Systematic reviews and guidelines will be identified and checked by Rosalind Simpson, an Information Specialist and a research assistant, to see to what extent these refined questions have, or have not, been answered by previous research. Sometimes, uncertainties are expressed that can in fact be resolved with reference to existing research evidence - ie they are "unrecognised knowns" and not uncertainties. If a question about treatment effects can be answered with existing information but this is not known, it suggests that information is not being communicated effectively to those who need it. Accordingly, the JLA recommends strongly that PSPs keep a record of these 'answerable questions' and deal with them separately from the 'true uncertainties' considered during the research priority setting process.

Uncertainties which are not adequately addressed by previous research will be collated and recorded on a template (supplied by the JLA) by Rosalind Simpson. This will demonstrate the checking undertaken to make sure that the uncertainties have not already been answered. This is the responsibility of the Steering Group, which will need to have agreed personnel and resources to carry this accountability. The data should be submitted to the JLA for publication on its website on completion of the priority setting exercise, taking into account any changes made at the final workshop, in order to ensure that PSP results are publicly available.

Step 5: Prioritisation – interim and final stages

The aim of the final stage of the priority setting process is to prioritise through consensus the identified uncertainties relating to the treatment or management of lichen sclerosus.
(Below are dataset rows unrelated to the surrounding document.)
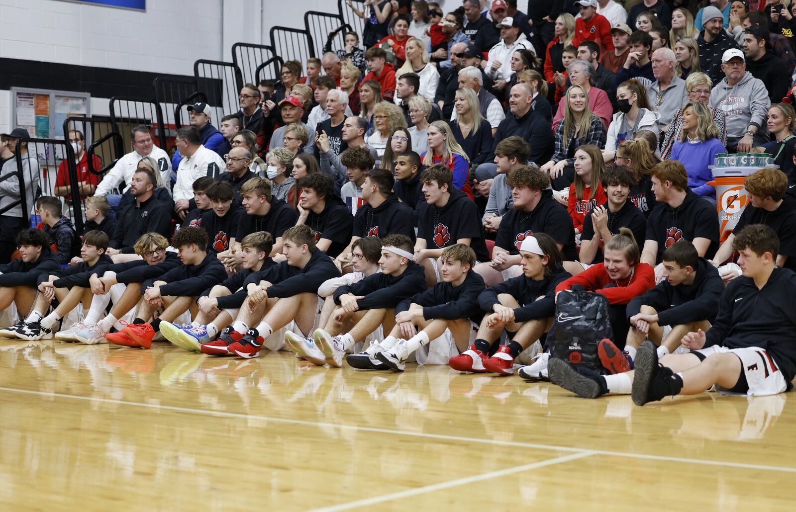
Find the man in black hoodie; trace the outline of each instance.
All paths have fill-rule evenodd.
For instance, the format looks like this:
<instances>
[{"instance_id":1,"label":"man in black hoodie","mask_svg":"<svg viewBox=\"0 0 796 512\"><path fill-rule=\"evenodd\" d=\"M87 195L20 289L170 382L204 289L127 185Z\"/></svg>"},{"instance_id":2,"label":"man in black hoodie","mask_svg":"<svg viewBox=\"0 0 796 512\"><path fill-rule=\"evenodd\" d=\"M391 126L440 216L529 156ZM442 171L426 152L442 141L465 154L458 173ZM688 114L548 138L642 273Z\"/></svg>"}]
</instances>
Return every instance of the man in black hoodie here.
<instances>
[{"instance_id":1,"label":"man in black hoodie","mask_svg":"<svg viewBox=\"0 0 796 512\"><path fill-rule=\"evenodd\" d=\"M796 274L777 268L779 240L767 226L747 226L732 245L740 253L743 276L722 293L710 330L683 337L690 353L666 355L659 363L655 343L646 341L634 370L604 377L551 359L551 381L586 398L630 393L637 405L699 394L714 385L747 396L791 389L796 374Z\"/></svg>"},{"instance_id":2,"label":"man in black hoodie","mask_svg":"<svg viewBox=\"0 0 796 512\"><path fill-rule=\"evenodd\" d=\"M392 193L394 182L392 173L387 169L374 169L368 173L362 183L362 199L365 203L357 209L353 217L351 242L335 259L338 268L350 266L351 246L359 239L369 236L383 239L388 235L398 234L414 242L412 211Z\"/></svg>"},{"instance_id":3,"label":"man in black hoodie","mask_svg":"<svg viewBox=\"0 0 796 512\"><path fill-rule=\"evenodd\" d=\"M105 254L107 249L107 235L96 231L86 233L80 248L82 261L61 270L40 273L37 281L41 293L37 296L33 309L25 319L25 323L14 332L0 333L30 341L49 339L53 337L53 328L58 320L77 307L81 301L84 311L88 310L94 296L88 289L75 285L75 281L70 280L69 277L88 272L100 265L112 263L111 257ZM56 300L58 307L45 316L50 304Z\"/></svg>"},{"instance_id":4,"label":"man in black hoodie","mask_svg":"<svg viewBox=\"0 0 796 512\"><path fill-rule=\"evenodd\" d=\"M126 347L150 348L162 321L172 321L190 308L197 311L196 300L207 288L227 278L227 272L216 254L207 250L207 233L201 227L181 229L174 235L172 245L182 265L169 270L156 279L145 281L141 288L143 297L139 303L138 316L119 332L108 334L105 339ZM158 308L165 309L148 323Z\"/></svg>"},{"instance_id":5,"label":"man in black hoodie","mask_svg":"<svg viewBox=\"0 0 796 512\"><path fill-rule=\"evenodd\" d=\"M693 193L683 165L666 160L652 168L652 189L657 206L647 219L642 263L655 267L661 280L663 251L680 240L689 240L700 258L710 258L719 248L719 217L716 207ZM656 266L657 265L657 266Z\"/></svg>"},{"instance_id":6,"label":"man in black hoodie","mask_svg":"<svg viewBox=\"0 0 796 512\"><path fill-rule=\"evenodd\" d=\"M431 165L423 172L420 180L427 208L417 229L415 262L423 266L426 284L434 286L440 281L442 262L438 258L446 247L458 243L470 246L480 262L487 261L490 254L478 207L454 188L451 169L446 165Z\"/></svg>"},{"instance_id":7,"label":"man in black hoodie","mask_svg":"<svg viewBox=\"0 0 796 512\"><path fill-rule=\"evenodd\" d=\"M60 270L60 265L50 250L49 235L38 229L22 230L17 235L17 246L21 259L0 265L0 311L11 303L17 311L30 311L36 298L38 277L42 272ZM22 320L14 328L22 325Z\"/></svg>"},{"instance_id":8,"label":"man in black hoodie","mask_svg":"<svg viewBox=\"0 0 796 512\"><path fill-rule=\"evenodd\" d=\"M316 359L325 359L330 367L341 367L343 356L357 342L375 331L382 322L384 330L392 330L395 308L404 299L426 289L423 267L412 261L412 244L404 235L382 239L381 272L368 276L353 285L334 290L334 308L324 328L312 335L314 347L305 339L305 350ZM349 322L353 327L345 332ZM312 360L312 359L310 359Z\"/></svg>"},{"instance_id":9,"label":"man in black hoodie","mask_svg":"<svg viewBox=\"0 0 796 512\"><path fill-rule=\"evenodd\" d=\"M699 329L707 331L716 319L724 283L710 262L699 257L693 243L683 240L663 252L663 277L655 288L627 304L630 329L625 351L631 359L646 339L658 346L658 357L673 353L683 336ZM672 329L665 337L666 325ZM598 355L603 355L599 347Z\"/></svg>"},{"instance_id":10,"label":"man in black hoodie","mask_svg":"<svg viewBox=\"0 0 796 512\"><path fill-rule=\"evenodd\" d=\"M553 199L550 176L538 167L523 165L509 173L506 183L512 188L513 209L503 215L498 228L492 262L475 266L487 286L520 274L520 246L533 233L552 236L565 260L572 262L577 258L572 218Z\"/></svg>"}]
</instances>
This will be carried out by members of the Steering Group and the wider partnership that represents patients and clinicians.
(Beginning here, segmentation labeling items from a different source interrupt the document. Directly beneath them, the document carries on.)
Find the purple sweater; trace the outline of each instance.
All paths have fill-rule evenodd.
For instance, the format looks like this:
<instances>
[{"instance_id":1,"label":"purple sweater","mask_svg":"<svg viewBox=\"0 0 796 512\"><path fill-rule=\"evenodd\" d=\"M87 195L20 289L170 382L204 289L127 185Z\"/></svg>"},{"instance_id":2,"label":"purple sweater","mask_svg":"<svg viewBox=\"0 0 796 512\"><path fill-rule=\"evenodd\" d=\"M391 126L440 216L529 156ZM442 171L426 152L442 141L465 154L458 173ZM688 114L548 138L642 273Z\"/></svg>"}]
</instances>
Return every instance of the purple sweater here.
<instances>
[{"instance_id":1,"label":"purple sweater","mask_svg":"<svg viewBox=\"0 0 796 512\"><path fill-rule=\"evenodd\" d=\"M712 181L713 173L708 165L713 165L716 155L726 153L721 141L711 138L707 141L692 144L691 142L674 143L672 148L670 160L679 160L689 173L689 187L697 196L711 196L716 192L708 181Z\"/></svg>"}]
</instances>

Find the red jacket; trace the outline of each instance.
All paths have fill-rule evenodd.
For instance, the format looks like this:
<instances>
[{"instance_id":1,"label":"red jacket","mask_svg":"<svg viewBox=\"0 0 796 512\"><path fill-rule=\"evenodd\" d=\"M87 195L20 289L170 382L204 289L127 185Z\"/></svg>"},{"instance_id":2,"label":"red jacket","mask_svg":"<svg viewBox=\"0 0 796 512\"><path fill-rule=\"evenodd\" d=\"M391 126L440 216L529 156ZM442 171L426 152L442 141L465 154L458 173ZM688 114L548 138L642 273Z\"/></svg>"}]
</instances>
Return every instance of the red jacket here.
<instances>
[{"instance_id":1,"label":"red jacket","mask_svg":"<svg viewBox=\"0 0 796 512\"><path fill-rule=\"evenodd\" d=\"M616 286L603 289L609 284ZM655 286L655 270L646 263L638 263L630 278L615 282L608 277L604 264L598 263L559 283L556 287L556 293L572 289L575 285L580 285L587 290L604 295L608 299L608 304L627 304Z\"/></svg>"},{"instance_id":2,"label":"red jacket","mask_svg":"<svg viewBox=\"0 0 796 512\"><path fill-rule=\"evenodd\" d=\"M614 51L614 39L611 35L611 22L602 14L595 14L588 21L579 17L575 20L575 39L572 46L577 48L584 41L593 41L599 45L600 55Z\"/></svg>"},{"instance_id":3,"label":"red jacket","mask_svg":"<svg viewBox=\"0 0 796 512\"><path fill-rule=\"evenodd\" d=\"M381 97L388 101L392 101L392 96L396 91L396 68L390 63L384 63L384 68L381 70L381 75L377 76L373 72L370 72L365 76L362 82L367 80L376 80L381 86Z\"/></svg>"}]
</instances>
  • The interim stage, to proceed from a long list of uncertainties to a shorter list to be discussed at the final priority setting workshop (e.g. up to 30), will be carried out over email or online. This is via a second survey whereby individuals who responded to Survey 1 choose and rank their top 10 most important uncertainties. Partner organisations are also asked to consult their membership to complete the survey.
  • The final stage, to reach, a top 10 prioritised uncertainties, will be conducted in a face-to-face meeting, using group discussions and plenary sessions.
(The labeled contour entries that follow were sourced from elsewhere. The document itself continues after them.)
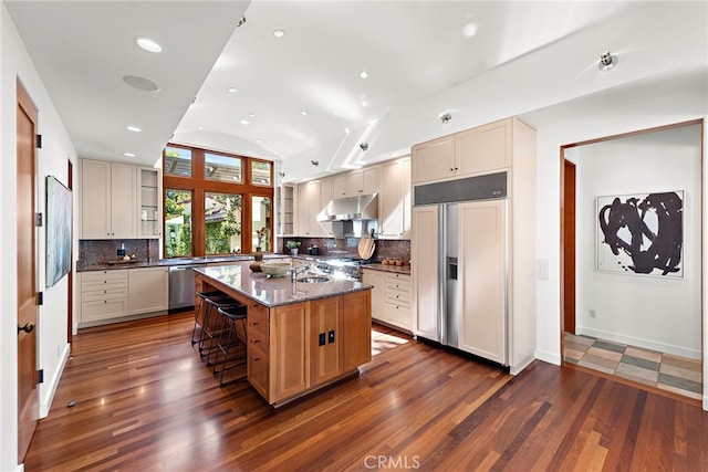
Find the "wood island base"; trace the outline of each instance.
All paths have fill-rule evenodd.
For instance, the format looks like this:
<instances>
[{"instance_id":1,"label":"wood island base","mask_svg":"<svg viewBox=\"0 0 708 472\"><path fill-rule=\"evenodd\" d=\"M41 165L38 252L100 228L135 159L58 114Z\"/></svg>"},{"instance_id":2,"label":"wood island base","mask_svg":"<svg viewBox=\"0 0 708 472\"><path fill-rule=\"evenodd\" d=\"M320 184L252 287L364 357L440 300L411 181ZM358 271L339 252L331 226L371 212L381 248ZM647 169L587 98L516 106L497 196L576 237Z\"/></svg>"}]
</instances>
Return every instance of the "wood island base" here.
<instances>
[{"instance_id":1,"label":"wood island base","mask_svg":"<svg viewBox=\"0 0 708 472\"><path fill-rule=\"evenodd\" d=\"M371 289L268 307L202 273L195 283L248 306L248 381L274 407L357 376L372 359Z\"/></svg>"}]
</instances>

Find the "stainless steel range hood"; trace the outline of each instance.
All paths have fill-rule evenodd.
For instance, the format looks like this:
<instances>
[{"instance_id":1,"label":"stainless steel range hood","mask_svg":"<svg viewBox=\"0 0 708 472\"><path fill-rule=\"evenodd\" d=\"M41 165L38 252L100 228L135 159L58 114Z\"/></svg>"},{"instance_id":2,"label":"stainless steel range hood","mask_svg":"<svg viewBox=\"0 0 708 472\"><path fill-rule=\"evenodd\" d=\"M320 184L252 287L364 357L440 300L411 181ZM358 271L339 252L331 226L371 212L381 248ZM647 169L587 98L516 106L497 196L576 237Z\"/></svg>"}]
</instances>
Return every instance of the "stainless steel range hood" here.
<instances>
[{"instance_id":1,"label":"stainless steel range hood","mask_svg":"<svg viewBox=\"0 0 708 472\"><path fill-rule=\"evenodd\" d=\"M330 200L317 221L358 221L378 219L378 193Z\"/></svg>"}]
</instances>

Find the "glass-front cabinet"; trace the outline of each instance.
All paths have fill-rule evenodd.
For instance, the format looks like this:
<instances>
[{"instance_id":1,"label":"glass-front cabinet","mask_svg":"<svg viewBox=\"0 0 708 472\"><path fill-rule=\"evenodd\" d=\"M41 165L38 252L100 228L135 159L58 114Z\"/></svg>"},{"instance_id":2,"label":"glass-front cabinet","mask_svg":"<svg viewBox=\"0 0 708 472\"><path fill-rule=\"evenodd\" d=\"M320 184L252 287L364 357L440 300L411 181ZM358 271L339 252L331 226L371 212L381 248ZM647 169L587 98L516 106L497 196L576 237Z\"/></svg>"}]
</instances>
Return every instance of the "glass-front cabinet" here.
<instances>
[{"instance_id":1,"label":"glass-front cabinet","mask_svg":"<svg viewBox=\"0 0 708 472\"><path fill-rule=\"evenodd\" d=\"M295 186L283 183L275 189L278 202L278 235L293 235L295 233Z\"/></svg>"},{"instance_id":2,"label":"glass-front cabinet","mask_svg":"<svg viewBox=\"0 0 708 472\"><path fill-rule=\"evenodd\" d=\"M138 167L140 218L138 238L154 239L163 235L160 182L159 170L152 167Z\"/></svg>"}]
</instances>

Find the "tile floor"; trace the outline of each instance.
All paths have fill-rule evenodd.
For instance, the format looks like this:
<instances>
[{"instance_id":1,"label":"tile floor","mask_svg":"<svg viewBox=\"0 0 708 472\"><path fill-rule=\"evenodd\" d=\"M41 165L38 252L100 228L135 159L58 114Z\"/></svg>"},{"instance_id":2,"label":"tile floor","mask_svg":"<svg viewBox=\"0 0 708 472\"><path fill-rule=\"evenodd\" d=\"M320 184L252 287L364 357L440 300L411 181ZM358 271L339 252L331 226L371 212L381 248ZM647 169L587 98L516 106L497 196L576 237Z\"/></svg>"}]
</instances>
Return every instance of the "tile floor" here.
<instances>
[{"instance_id":1,"label":"tile floor","mask_svg":"<svg viewBox=\"0 0 708 472\"><path fill-rule=\"evenodd\" d=\"M565 333L565 361L701 399L701 361Z\"/></svg>"}]
</instances>

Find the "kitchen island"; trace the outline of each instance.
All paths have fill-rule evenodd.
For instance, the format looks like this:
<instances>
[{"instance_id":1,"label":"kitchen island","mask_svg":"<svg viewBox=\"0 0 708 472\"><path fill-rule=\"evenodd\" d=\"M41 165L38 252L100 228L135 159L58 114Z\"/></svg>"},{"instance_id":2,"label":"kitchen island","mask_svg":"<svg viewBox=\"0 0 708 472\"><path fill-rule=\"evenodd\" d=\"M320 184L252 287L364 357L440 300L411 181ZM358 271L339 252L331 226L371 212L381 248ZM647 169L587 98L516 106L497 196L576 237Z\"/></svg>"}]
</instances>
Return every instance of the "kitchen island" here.
<instances>
[{"instance_id":1,"label":"kitchen island","mask_svg":"<svg viewBox=\"0 0 708 472\"><path fill-rule=\"evenodd\" d=\"M248 381L270 405L357 375L371 360L371 285L335 279L293 283L290 274L271 279L249 265L196 269L195 285L248 307Z\"/></svg>"}]
</instances>

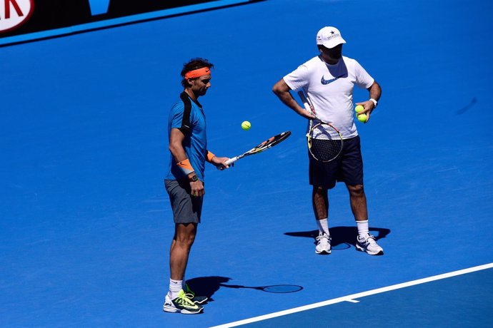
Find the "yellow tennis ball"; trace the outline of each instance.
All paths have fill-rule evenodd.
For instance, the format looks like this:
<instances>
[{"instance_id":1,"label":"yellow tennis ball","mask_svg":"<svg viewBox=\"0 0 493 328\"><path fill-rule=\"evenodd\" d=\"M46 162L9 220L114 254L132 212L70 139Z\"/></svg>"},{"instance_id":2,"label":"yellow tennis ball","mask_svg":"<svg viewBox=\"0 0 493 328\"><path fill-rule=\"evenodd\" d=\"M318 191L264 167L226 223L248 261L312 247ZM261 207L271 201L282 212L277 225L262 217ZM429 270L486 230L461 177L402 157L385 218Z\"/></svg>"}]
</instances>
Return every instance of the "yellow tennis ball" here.
<instances>
[{"instance_id":1,"label":"yellow tennis ball","mask_svg":"<svg viewBox=\"0 0 493 328\"><path fill-rule=\"evenodd\" d=\"M252 124L248 121L244 121L241 123L241 128L245 131L248 131L252 128Z\"/></svg>"}]
</instances>

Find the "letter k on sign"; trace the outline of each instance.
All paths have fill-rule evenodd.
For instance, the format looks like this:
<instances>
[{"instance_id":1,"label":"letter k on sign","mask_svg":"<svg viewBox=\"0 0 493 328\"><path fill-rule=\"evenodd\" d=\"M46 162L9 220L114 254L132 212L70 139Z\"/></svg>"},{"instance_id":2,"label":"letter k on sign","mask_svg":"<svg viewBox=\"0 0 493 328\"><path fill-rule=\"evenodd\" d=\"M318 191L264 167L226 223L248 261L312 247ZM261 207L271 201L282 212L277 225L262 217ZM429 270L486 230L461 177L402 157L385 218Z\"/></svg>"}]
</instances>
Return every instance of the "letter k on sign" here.
<instances>
[{"instance_id":1,"label":"letter k on sign","mask_svg":"<svg viewBox=\"0 0 493 328\"><path fill-rule=\"evenodd\" d=\"M34 10L34 0L0 0L0 33L26 23Z\"/></svg>"}]
</instances>

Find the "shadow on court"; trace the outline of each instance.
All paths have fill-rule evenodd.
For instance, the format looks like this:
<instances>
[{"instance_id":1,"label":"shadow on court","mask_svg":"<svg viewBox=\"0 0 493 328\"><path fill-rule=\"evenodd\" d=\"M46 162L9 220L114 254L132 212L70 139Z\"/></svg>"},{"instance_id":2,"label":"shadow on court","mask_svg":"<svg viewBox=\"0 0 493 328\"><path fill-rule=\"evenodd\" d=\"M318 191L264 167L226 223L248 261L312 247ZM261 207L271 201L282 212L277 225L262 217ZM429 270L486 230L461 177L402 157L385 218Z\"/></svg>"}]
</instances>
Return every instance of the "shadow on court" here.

The JLA will facilitate this process and ensure transparency, accountability and fairness. Participants will be expected to declare their interests in advance of this meeting.

Dissemination of findings and research

Findings and research

It is anticipated that the findings of the Lichen Sclerosus PSP will be reported to funding and research agenda setting organisations such as the NIHR and the major UK research funding charities. Steering Group members and partners are expected to develop the prioritised uncertainties into research questions, and to work to establish the research needs of those unanswered questions to use when approaching potential funders, or when allocating funding for research themselves, if applicable.

Publicity

As well as alerting funders, partners and Steering Group members are encouraged to publish the findings of the Lichen Sclerosus PSP using both internal and external communication mechanisms. The Steering Group may capture and publicise the results through descriptive reports of the process itself in Plain English. This exercise will be distinct from the production of an academic paper, which the partners are also encouraged to do. However, production of an academic paper should not take precedence over publicising of the final results.

Additional research element of this project

Whilst the basic processes for the conduct of a priority setting exercise are fixed, there is scope and opportunity to collect additional information that will be of future benefit to research informed by the results of the PSP. It is not currently clear which outcomes are considered most important by those who have lichen sclerosus, or healthcare professionals that treat the condition. We will therefore collect this information from participants via an open question in the survey.

The analysis of this supplementary question will be conducted as time and resources permit. Where sufficiently rigorous, results will be submitted for publication in relevant journals.